About 39 acres of land on the edge of the South Hill, facing Hangman Creek, were condemned by the city at the request of the Spokane Park Board for the purpose of building a “proposed southwest boulevard along the brow of the bluff.”

Most of the land was “over the brow of the South Hill, with just a strip on top sufficient for the proposed drive.”

This was apparently setting the stage for what we know today as High Drive.

From the bridge beat: The president of Oregon-Washington Railroad & Navigation Co. sent a letter to the mayor reiterating the railroad’s intention to build an unsightly steel-girder bridge directly over the graceful concrete Monroe Street Bridge. Many Spokane residents were appalled at the idea of an ugly steel bridge at the site and had urged the railroad to switch to a concrete design, “enhancing, rather than distracting, from the beauty of the falls.”

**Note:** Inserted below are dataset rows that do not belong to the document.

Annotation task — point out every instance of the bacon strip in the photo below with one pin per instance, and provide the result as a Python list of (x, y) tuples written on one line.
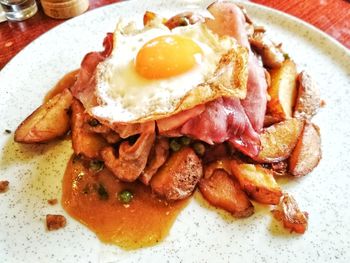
[(132, 159), (84, 87), (224, 119), (229, 20)]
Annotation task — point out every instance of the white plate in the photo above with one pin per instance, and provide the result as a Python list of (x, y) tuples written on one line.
[(199, 234)]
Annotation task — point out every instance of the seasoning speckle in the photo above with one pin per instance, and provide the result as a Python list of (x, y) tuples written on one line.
[(4, 186)]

The railroad president said, essentially, that switching to a concrete bridge would be too expensive and take too much time. He ended the letter by saying that if the city persists in requesting a concrete bridge, “I must say with the utmost frankness that we can not entertain it.”

An editorial in The Spokesman-Review said it boiled down to this: The railroad was willing to “deface” Spokane’s most beautiful bridge just to put more money in its shareholders’ pockets.